Clin Appl Thromb Hemost. 2018 Nov 15;:1076029618800806

Authors: Deitelzweig S, Guo JD, Hlavacek P, Lin J, Wygant G, Rosenblatt L, Gupta A, Pan X, Mardekian J, Lingohr-Smith M, Menges B, Marshall A, Nadkarni A

Abstract
A real-world US database analysis was conducted to evaluate the hospital resource utilization and costs of patients hospitalized for venous thromboembolism (VTE) treated with warfarin versus apixaban. Additionally, 1-month readmissions were evaluated. Of 28 612 patients with VTE identified from the Premier Hospital database (August 2014-May 2016), 91% (N = 26 088) received warfarin and 9% (N = 2524) received apixaban. Outcomes were assessed after controlling for key patient/hospital characteristics.
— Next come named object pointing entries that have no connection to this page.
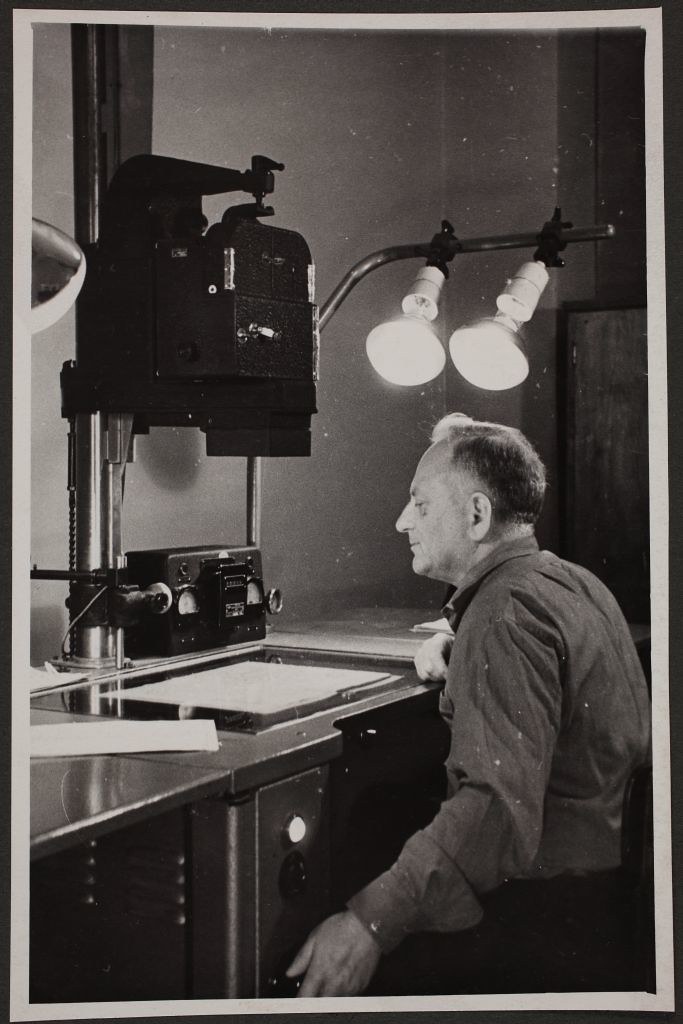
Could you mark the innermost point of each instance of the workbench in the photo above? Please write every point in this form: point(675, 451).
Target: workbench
point(173, 876)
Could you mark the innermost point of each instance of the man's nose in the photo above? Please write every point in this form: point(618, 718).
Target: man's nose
point(404, 520)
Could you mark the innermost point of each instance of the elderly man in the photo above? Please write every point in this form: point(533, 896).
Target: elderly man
point(514, 886)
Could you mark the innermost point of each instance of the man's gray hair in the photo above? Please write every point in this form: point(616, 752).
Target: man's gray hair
point(503, 460)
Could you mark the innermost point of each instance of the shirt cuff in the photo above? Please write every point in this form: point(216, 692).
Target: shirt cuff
point(386, 910)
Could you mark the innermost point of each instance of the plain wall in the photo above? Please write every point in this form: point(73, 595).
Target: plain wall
point(382, 134)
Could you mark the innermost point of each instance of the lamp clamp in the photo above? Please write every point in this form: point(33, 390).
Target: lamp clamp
point(551, 242)
point(442, 248)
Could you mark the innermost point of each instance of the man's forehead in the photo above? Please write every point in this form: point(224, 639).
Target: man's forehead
point(434, 464)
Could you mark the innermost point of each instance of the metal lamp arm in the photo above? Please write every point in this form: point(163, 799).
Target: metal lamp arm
point(452, 247)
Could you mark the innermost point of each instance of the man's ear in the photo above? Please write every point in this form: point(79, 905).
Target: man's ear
point(481, 515)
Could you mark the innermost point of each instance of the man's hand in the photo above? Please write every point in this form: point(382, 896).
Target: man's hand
point(431, 662)
point(339, 957)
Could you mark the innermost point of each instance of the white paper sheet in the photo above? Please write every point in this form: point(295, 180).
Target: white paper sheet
point(49, 678)
point(437, 626)
point(73, 738)
point(260, 687)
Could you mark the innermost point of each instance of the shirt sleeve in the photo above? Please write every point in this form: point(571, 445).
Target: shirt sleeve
point(505, 699)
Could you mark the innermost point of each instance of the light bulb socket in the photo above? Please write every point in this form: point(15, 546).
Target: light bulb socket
point(523, 291)
point(422, 300)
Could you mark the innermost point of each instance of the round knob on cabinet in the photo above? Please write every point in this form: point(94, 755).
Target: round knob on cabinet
point(295, 829)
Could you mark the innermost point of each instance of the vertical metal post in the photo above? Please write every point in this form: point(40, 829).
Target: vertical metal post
point(254, 500)
point(93, 526)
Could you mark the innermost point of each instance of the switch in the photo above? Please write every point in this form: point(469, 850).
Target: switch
point(293, 875)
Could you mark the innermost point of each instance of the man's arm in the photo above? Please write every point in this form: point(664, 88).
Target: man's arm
point(504, 701)
point(505, 718)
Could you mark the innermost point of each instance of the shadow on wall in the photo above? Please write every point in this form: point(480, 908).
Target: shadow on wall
point(47, 626)
point(171, 457)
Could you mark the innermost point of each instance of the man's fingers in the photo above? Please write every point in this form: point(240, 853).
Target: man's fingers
point(302, 958)
point(311, 986)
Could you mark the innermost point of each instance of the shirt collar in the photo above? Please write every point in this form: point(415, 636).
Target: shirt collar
point(454, 609)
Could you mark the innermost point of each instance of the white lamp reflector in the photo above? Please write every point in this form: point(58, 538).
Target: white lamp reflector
point(489, 354)
point(422, 300)
point(522, 293)
point(406, 351)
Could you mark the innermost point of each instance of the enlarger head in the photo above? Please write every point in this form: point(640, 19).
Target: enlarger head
point(183, 325)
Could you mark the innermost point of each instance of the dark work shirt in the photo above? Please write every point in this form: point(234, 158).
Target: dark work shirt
point(549, 715)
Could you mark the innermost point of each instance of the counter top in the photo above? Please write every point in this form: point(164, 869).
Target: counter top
point(76, 799)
For index hospitalizations, the average length of stay (LOS) was longer (3.8 vs 3.1 days, P < .001; difference: 0.7 days) and mean hospitalization cost higher (US$3224 vs US$2,740, P < .001; difference: US$484) for warfarin versus apixaban-treated patients. During the 1-month follow-up period, warfarin treatment was associated with a greater risk of all-cause readmission (odds ratio [OR]: 1.27; 95% confidence interval [CI]: 1.09-1.48, P = .003), major bleeding (MB)-related readmission (OR: 2.10; 95% CI: 1.03-4.27, P = .04), and any bleeding-related readmission (OR: 1.67; 95% CI: 1.09-2.56, P = .02) versus apixaban. The results of this real-world analysis show that compared to warfarin, apixaban treatment was associated with shorter index hospital stays, lower index hospitalization costs, and reduced risk of MB-related readmissions among hospitalized patients with VTE.